Do You See the Good in Your Children?

By Rabbi Mordechai Lipskier

Avner, a student of the Ramban, left the path of Torah and mitzvos, becoming highly wealthy and influential. He summoned the Ramban one Yom Kippur, killed a swine, and ate it in his presence. He asked the Ramban how many prohibitions he had just transgressed, and when the Ramban answered “four,” he argued that it was five. But when the Ramban gave him a stern look, he stopped arguing; he still had respect for his teacher.

The Ramban asked his student what compelled him to leave Yiddishkeit.

“You taught me that everything in the world and all the mitzvos are hinted at in Parshas Haazinu, something I found preposterous,” he explained.

“I still maintain that to be true,” his teacher insisted.

“Can you show me where the parshah hints to me?” asked Avner.

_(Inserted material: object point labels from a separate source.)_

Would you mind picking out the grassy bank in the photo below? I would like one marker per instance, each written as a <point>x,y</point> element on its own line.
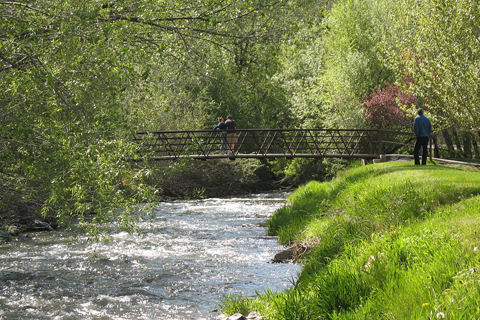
<point>386,241</point>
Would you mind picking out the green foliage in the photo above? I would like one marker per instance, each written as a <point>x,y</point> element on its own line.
<point>386,239</point>
<point>436,45</point>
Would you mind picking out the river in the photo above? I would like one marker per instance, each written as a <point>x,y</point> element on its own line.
<point>192,253</point>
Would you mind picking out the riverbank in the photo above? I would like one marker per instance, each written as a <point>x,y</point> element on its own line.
<point>389,238</point>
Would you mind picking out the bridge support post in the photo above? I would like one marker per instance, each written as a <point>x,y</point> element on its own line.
<point>367,161</point>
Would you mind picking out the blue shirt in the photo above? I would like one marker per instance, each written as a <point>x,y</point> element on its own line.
<point>422,126</point>
<point>221,126</point>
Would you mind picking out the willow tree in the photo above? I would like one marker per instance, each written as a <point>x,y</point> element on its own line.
<point>67,69</point>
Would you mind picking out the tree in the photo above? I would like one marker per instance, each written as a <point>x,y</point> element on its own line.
<point>436,43</point>
<point>386,108</point>
<point>74,76</point>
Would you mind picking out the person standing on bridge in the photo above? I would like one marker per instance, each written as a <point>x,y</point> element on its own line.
<point>231,134</point>
<point>422,128</point>
<point>223,134</point>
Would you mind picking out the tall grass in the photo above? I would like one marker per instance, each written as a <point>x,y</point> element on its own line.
<point>392,241</point>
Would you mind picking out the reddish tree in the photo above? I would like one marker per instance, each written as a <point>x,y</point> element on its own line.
<point>382,108</point>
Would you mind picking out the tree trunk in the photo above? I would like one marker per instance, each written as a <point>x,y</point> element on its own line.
<point>458,143</point>
<point>467,144</point>
<point>475,144</point>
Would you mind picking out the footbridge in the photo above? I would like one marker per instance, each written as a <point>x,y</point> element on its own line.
<point>273,143</point>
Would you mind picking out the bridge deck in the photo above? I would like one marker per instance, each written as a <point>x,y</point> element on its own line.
<point>268,143</point>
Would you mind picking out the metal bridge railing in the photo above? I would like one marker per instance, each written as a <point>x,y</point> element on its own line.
<point>270,143</point>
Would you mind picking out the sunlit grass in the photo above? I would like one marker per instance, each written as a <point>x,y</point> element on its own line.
<point>392,241</point>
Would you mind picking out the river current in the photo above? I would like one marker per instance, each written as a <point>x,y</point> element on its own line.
<point>192,254</point>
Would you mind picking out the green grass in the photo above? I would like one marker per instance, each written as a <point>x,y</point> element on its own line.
<point>390,241</point>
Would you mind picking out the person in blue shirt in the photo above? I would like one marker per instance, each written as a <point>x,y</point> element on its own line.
<point>422,128</point>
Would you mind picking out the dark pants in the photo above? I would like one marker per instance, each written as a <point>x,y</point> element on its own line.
<point>422,142</point>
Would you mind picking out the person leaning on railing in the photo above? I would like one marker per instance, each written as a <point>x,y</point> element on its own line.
<point>222,127</point>
<point>422,127</point>
<point>231,134</point>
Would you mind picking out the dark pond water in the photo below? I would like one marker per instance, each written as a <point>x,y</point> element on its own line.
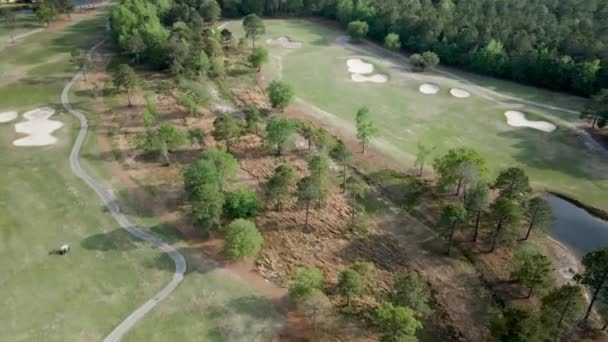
<point>576,228</point>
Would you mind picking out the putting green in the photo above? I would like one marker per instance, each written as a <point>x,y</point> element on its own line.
<point>108,274</point>
<point>557,161</point>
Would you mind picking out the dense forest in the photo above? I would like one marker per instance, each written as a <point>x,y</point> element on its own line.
<point>557,44</point>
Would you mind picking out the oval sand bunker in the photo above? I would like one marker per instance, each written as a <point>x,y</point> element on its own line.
<point>38,127</point>
<point>429,88</point>
<point>518,119</point>
<point>377,78</point>
<point>285,42</point>
<point>7,116</point>
<point>460,93</point>
<point>358,66</point>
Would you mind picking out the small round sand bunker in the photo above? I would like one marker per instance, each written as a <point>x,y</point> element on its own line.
<point>358,66</point>
<point>518,119</point>
<point>429,88</point>
<point>377,78</point>
<point>38,128</point>
<point>7,116</point>
<point>285,42</point>
<point>460,93</point>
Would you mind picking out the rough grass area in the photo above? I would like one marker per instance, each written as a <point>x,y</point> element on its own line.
<point>557,161</point>
<point>107,274</point>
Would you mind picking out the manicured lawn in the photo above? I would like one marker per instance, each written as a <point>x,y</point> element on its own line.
<point>82,296</point>
<point>556,161</point>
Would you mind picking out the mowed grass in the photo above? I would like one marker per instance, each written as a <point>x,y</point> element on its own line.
<point>24,23</point>
<point>108,274</point>
<point>556,161</point>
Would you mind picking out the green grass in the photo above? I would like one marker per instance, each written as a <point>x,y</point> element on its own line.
<point>108,274</point>
<point>557,161</point>
<point>24,23</point>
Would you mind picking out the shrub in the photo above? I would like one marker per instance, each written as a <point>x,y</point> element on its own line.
<point>242,240</point>
<point>242,203</point>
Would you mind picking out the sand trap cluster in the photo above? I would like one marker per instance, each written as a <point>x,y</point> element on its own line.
<point>429,88</point>
<point>38,127</point>
<point>518,119</point>
<point>285,42</point>
<point>460,93</point>
<point>359,70</point>
<point>7,116</point>
<point>377,78</point>
<point>358,66</point>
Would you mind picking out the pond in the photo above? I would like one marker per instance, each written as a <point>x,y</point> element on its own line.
<point>576,228</point>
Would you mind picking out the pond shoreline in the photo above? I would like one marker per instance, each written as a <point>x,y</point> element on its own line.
<point>596,212</point>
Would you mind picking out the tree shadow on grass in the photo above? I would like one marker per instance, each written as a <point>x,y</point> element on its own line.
<point>248,318</point>
<point>560,151</point>
<point>115,240</point>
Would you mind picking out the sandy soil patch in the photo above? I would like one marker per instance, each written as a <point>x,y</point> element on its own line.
<point>38,127</point>
<point>358,66</point>
<point>377,78</point>
<point>285,42</point>
<point>460,93</point>
<point>518,119</point>
<point>429,88</point>
<point>7,116</point>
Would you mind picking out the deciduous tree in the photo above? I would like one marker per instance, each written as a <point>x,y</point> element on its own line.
<point>254,26</point>
<point>531,268</point>
<point>357,30</point>
<point>278,132</point>
<point>280,94</point>
<point>561,308</point>
<point>477,201</point>
<point>397,323</point>
<point>226,128</point>
<point>595,276</point>
<point>258,57</point>
<point>125,77</point>
<point>241,203</point>
<point>410,290</point>
<point>341,153</point>
<point>513,183</point>
<point>307,280</point>
<point>392,41</point>
<point>365,127</point>
<point>539,214</point>
<point>242,240</point>
<point>507,215</point>
<point>349,284</point>
<point>277,187</point>
<point>451,216</point>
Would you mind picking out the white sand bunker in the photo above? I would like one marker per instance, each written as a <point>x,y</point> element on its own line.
<point>38,127</point>
<point>460,93</point>
<point>429,88</point>
<point>377,78</point>
<point>359,68</point>
<point>285,42</point>
<point>7,117</point>
<point>518,119</point>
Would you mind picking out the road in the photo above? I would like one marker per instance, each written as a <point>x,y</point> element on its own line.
<point>111,203</point>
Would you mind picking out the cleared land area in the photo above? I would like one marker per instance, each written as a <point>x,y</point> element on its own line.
<point>557,161</point>
<point>108,273</point>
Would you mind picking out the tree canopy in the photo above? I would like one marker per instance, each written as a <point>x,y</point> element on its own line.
<point>242,240</point>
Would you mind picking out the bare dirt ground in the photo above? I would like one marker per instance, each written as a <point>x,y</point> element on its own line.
<point>159,188</point>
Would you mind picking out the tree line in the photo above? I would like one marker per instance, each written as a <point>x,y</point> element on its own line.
<point>559,45</point>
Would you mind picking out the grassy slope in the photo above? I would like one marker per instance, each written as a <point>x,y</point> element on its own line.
<point>210,304</point>
<point>108,274</point>
<point>24,23</point>
<point>556,161</point>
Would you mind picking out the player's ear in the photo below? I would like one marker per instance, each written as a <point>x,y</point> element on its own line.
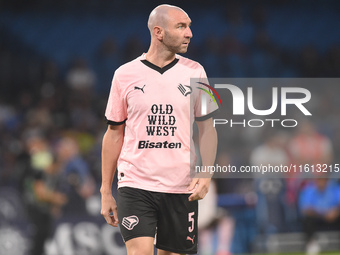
<point>158,32</point>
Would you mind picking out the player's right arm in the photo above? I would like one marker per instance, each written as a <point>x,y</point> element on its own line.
<point>112,144</point>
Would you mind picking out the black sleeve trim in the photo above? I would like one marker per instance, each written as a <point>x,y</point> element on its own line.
<point>208,116</point>
<point>114,123</point>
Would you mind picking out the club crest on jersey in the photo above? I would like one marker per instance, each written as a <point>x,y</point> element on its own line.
<point>141,89</point>
<point>130,222</point>
<point>185,89</point>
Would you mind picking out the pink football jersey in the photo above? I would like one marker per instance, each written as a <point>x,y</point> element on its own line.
<point>158,106</point>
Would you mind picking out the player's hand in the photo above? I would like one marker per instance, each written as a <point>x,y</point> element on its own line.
<point>201,189</point>
<point>109,209</point>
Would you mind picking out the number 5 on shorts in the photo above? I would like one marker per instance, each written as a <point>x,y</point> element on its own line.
<point>192,220</point>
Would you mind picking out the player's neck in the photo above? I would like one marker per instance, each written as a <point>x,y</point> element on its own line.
<point>160,58</point>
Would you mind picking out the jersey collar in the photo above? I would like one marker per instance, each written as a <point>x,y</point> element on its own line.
<point>159,69</point>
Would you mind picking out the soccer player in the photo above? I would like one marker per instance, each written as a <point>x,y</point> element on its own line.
<point>150,111</point>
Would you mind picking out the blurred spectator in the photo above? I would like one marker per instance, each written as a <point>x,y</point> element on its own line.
<point>310,147</point>
<point>133,48</point>
<point>271,205</point>
<point>320,208</point>
<point>108,59</point>
<point>80,77</point>
<point>41,196</point>
<point>79,184</point>
<point>310,63</point>
<point>214,221</point>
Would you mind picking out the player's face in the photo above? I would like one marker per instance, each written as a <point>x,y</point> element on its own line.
<point>177,33</point>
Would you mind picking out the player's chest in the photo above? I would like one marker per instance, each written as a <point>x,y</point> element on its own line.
<point>145,93</point>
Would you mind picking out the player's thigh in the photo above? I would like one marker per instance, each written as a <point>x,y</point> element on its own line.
<point>162,252</point>
<point>177,224</point>
<point>140,246</point>
<point>136,213</point>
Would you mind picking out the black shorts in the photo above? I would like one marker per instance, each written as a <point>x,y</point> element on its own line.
<point>172,216</point>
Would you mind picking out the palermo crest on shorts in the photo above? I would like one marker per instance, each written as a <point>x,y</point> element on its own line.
<point>130,222</point>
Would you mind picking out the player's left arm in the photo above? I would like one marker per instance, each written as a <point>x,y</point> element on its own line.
<point>208,146</point>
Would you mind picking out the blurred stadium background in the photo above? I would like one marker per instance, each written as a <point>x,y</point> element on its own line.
<point>57,59</point>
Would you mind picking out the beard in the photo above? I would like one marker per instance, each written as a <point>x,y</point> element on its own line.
<point>174,44</point>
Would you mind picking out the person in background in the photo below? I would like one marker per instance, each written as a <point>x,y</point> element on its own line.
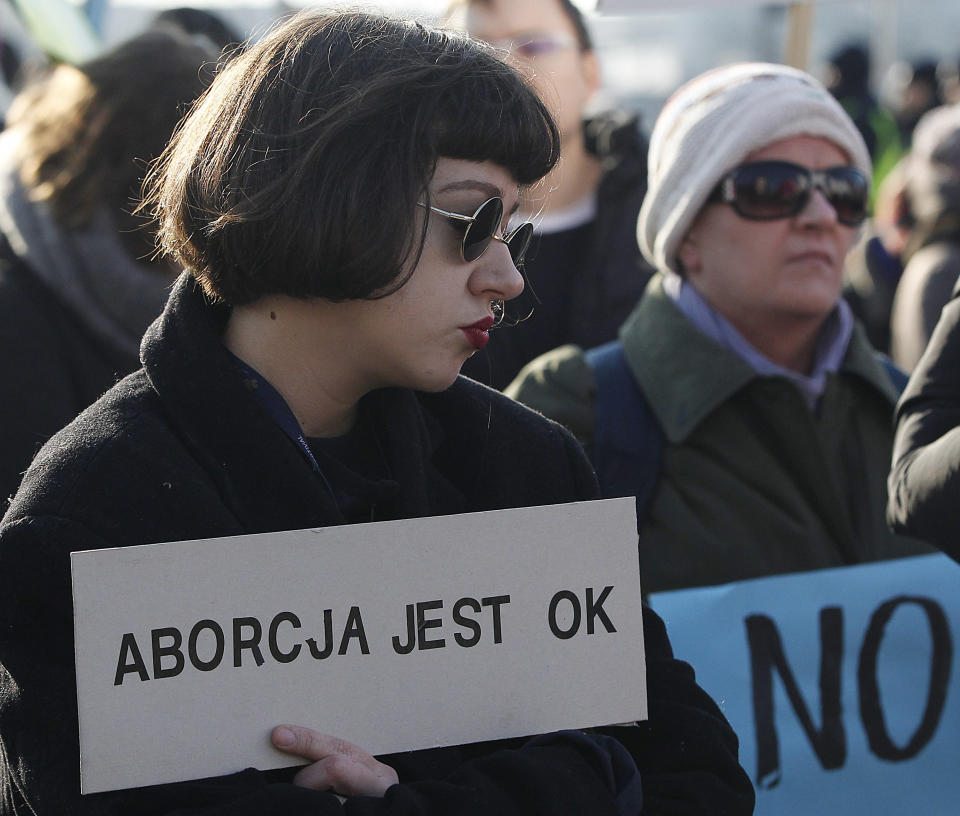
<point>932,251</point>
<point>913,89</point>
<point>584,269</point>
<point>341,200</point>
<point>848,79</point>
<point>743,404</point>
<point>873,267</point>
<point>201,23</point>
<point>923,481</point>
<point>77,283</point>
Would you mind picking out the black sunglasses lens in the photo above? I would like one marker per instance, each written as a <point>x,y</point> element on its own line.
<point>848,191</point>
<point>519,242</point>
<point>485,222</point>
<point>769,190</point>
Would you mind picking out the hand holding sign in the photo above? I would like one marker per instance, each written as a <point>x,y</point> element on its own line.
<point>337,765</point>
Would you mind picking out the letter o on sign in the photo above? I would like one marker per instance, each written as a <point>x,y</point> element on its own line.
<point>555,601</point>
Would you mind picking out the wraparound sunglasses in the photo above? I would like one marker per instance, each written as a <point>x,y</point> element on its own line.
<point>770,190</point>
<point>480,229</point>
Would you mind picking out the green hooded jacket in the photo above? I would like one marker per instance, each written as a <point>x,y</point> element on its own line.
<point>752,482</point>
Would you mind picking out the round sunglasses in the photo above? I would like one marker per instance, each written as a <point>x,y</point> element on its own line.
<point>770,190</point>
<point>480,229</point>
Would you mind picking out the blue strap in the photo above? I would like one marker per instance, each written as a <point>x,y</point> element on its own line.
<point>628,441</point>
<point>281,413</point>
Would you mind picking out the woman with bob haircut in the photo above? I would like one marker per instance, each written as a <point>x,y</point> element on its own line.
<point>340,200</point>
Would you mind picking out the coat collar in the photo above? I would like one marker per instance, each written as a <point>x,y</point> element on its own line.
<point>260,473</point>
<point>685,376</point>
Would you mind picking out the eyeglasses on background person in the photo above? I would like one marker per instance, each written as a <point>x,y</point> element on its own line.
<point>770,190</point>
<point>536,44</point>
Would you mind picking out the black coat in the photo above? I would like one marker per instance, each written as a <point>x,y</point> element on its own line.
<point>52,366</point>
<point>180,450</point>
<point>925,477</point>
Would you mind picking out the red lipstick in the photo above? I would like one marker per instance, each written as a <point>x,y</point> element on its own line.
<point>478,334</point>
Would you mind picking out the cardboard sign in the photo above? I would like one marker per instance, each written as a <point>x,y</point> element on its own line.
<point>394,635</point>
<point>842,684</point>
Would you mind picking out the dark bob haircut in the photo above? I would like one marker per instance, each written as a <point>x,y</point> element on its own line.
<point>300,169</point>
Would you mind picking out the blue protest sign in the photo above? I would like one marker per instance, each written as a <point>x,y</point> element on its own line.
<point>842,684</point>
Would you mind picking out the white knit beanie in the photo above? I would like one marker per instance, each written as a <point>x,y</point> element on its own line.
<point>715,121</point>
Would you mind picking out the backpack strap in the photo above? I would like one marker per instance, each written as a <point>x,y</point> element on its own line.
<point>898,377</point>
<point>628,441</point>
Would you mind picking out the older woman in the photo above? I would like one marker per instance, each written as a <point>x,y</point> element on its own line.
<point>340,198</point>
<point>745,406</point>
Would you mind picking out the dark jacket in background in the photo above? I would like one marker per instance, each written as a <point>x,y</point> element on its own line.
<point>74,304</point>
<point>924,480</point>
<point>583,288</point>
<point>923,291</point>
<point>51,367</point>
<point>181,450</point>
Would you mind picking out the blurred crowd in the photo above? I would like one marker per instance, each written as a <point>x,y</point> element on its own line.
<point>723,306</point>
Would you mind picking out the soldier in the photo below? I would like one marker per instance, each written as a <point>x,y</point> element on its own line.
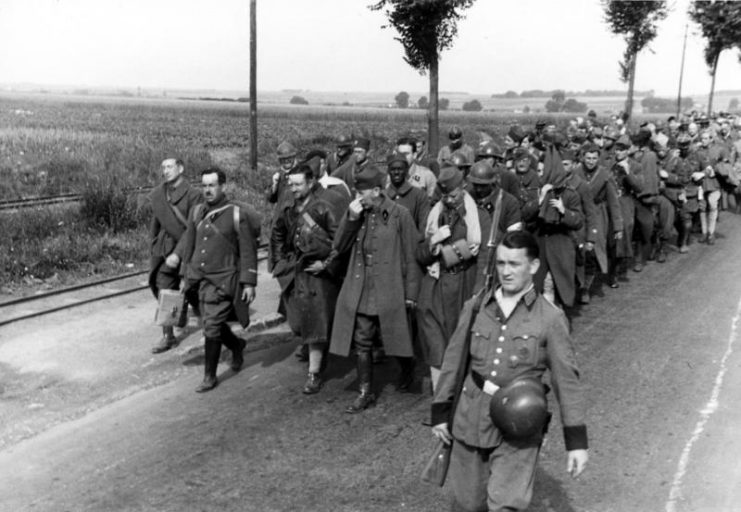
<point>456,144</point>
<point>219,256</point>
<point>403,193</point>
<point>420,177</point>
<point>484,188</point>
<point>359,161</point>
<point>172,202</point>
<point>342,154</point>
<point>516,334</point>
<point>381,283</point>
<point>608,221</point>
<point>453,234</point>
<point>301,239</point>
<point>683,175</point>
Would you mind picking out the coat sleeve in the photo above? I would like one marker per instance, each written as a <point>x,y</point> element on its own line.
<point>247,251</point>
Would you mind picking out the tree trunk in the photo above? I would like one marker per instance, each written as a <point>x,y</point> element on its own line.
<point>433,112</point>
<point>712,84</point>
<point>631,83</point>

The Ramban davened, and Hashem granted him the appropriate pasuk—a harsh admonition to those who transgress the mitzvos: Omarti afeihem ashbiso me’enosh zichrom, “I said that I would make an end of them, eradicate their remembrance from mankind.”

“The third letter of each word spells R’ Avner,” he explained to the stunned heretic.

Deeply shaken, Avner begged his teacher for a path to teshuva.

“The answer is in these very words,” the Ramban replied.

Immediately, Avner left and set sail on a boat with no captain, no oars, and no map. He was never seen again. (Seder Hadoros 4954)

***

The Rebbe pointed out (on Parshas Ha’azinu 5742/1981) an important nuance that illustrates the Ramban’s intent. Although Avner was far from being a “reb” at the time of their interaction, the Ramban included it in the hint to his name—the title he knew he could earn by doing teshuva. Instead of harping on the many transgressions Avner had racked up, his teacher chose to focus on the good. “You are really a reb,” he reminded him. “Go ahead, drop your bad ways, and become the person you really are.”

We, too, can benefit from using this approach with our children, students, and fellow Jews. There’s rarely anything to be gained by focusing on the bad. It accomplishes nothing. Instead, lift them up. Remind them who they really are inside and what they can become.